Now access the module attributes (and functions, classes etc) as:

print(mymodule.a)
>>> 5

To ignore any next attempt to import, add the module to sys:

sys.modules['mymodule'] = mymodule
13
votes

imp.new_module is deprecated since python 3.4

but the short solution from schlenk using types.ModuleType is still working in python 3.7

imp.new_module was replaced with importlib.util.module_from_spec

importlib.util.module_from_spec is preferred over using types.ModuleType to create a new module as spec is used to set as many import-controlled attributes on the module as possible.

importlib.util.spec_from_loader uses available loader APIs, such as InspectLoader.is_package(), to fill in any missing information on the spec.

these module attributes are __builtins__, __doc__, __loader__, __name__, __package__, __spec__

import sys, importlib

my_name = 'my_module'
my_spec = importlib.util.spec_from_loader(my_name, loader=None)

my_module = importlib.util.module_from_spec(my_spec)

my_code = '''
def f():
    print('f says hello')
'''
exec(my_code, my_module.__dict__)
sys.modules['my_module'] = my_module

my_module.f()
5
votes

You could simply create a Module object and stuff it into sys.modules and put your code inside.

Something like:

import sys
from types import ModuleType
mod = ModuleType('mymodule')
sys.modules['mymodule'] = mod
exec(mycode, mod.__dict__)
3
votes

If the code for the module is in a string, you can forgo using StringIO and use it directly with exec, as illustrated below with a file named dynmodule.py. Works in Python 2 & 3.

from __future__ import print_function

class _DynamicModule(object):
    def load(self, code):
        execdict = {'__builtins__': None}  # optional, to increase safety
        exec(code, execdict)
        keys = execdict.get(
            '__all__',  # use __all__ attribute if defined
            # else all non-private attributes
            (key for key in execdict if not key.startswith('_')))
        for key in keys:
            setattr(self, key, execdict[key])

# replace this module object in sys.modules with empty _DynamicModule instance
# see Stack Overflow question:
# https://stackguides.com/questions/5365562/why-is-the-value-of-name-changing-after-assignment-to-sys-modules-name
import sys as _sys
_ref, _sys.modules[__name__] = _sys.modules[__name__], _DynamicModule()

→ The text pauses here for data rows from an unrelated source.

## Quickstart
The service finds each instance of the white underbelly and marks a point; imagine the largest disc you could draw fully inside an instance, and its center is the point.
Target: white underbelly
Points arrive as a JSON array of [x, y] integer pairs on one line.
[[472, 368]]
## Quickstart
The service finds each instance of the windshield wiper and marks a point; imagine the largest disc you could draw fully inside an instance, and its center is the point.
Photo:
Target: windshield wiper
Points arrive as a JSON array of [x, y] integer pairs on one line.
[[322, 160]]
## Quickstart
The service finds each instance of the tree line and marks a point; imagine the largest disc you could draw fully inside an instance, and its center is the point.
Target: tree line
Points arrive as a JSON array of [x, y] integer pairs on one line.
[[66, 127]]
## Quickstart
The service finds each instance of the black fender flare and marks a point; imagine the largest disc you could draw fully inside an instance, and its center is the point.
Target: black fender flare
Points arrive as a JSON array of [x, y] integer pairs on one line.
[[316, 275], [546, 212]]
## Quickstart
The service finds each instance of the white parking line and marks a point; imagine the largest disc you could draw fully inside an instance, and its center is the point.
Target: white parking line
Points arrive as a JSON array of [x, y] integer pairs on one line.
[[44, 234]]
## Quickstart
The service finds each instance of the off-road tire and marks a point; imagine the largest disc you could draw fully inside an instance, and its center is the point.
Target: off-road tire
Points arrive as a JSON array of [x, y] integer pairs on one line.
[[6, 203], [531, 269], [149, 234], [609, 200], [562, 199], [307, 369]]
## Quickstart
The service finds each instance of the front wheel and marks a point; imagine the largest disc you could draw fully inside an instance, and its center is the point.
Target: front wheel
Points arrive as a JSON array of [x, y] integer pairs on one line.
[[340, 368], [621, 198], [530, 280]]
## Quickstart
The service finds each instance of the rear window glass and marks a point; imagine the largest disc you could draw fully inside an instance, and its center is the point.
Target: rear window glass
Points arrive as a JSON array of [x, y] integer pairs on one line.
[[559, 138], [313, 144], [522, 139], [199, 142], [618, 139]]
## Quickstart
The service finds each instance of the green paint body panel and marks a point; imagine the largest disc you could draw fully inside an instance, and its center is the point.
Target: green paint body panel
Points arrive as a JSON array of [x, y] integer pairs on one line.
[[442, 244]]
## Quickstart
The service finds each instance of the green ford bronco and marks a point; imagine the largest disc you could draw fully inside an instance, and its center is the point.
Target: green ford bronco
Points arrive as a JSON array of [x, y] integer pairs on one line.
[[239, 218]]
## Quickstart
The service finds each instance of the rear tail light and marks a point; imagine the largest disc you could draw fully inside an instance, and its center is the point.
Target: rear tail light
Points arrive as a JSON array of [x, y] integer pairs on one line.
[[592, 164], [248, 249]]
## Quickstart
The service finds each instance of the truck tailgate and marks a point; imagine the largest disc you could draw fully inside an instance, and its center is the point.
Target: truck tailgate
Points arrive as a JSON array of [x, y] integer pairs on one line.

if __name__ == '__main__':
    import dynmodule  # name of this module
    import textwrap  # for more readable code formatting in sample string

    # string to be loaded can come from anywhere or be generated on-the-fly
    module_code = textwrap.dedent("""\
        foo, bar, baz = 5, 8, 2

        def func():
            return foo*bar + baz

        __all__ = 'foo', 'bar', 'func'  # 'baz' not included
        """)

    dynmodule.load(module_code)  # defines module's contents

    print('dynmodule.foo:', dynmodule.foo)
    try:
        print('dynmodule.baz:', dynmodule.baz)
    except AttributeError:
        print('no dynmodule.baz attribute was defined')
    else:
        print('Error: there should be no dynmodule.baz module attribute')
    print('dynmodule.func() returned:', dynmodule.func())

Output:

dynmodule.foo: 5
no dynmodule.baz attribute was defined
dynmodule.func() returned: 42

Setting the '__builtins__' entry to None in the execdict dictionary prevents the code from directly executing any built-in functions, like __import__, and so makes running it safer. You can ease that restriction by selectively adding things to it you feel are OK and/or required.

It's also possible to add your own predefined utilities and attributes which you'd like made available to the code thereby creating a custom execution context for it to run in. That sort of thing can be useful for implementing a "plug-in" or other user-extensible architecture.

-1
votes

you could use exec or eval to execute python code as a string. see here, here and here

-2
votes

The documentation for imp.load_source says (my emphasis):

The file argument is the source file, open for reading as text, from the beginning. It must currently be a real file object, not a user-defined class emulating a file.

... so you may be out of luck with this method, I'm afraid.

Perhaps eval would be enough for you in this case?

This sounds like a rather surprising requirement, though - it might help if you add some more to your question about the problem you're really trying to solve.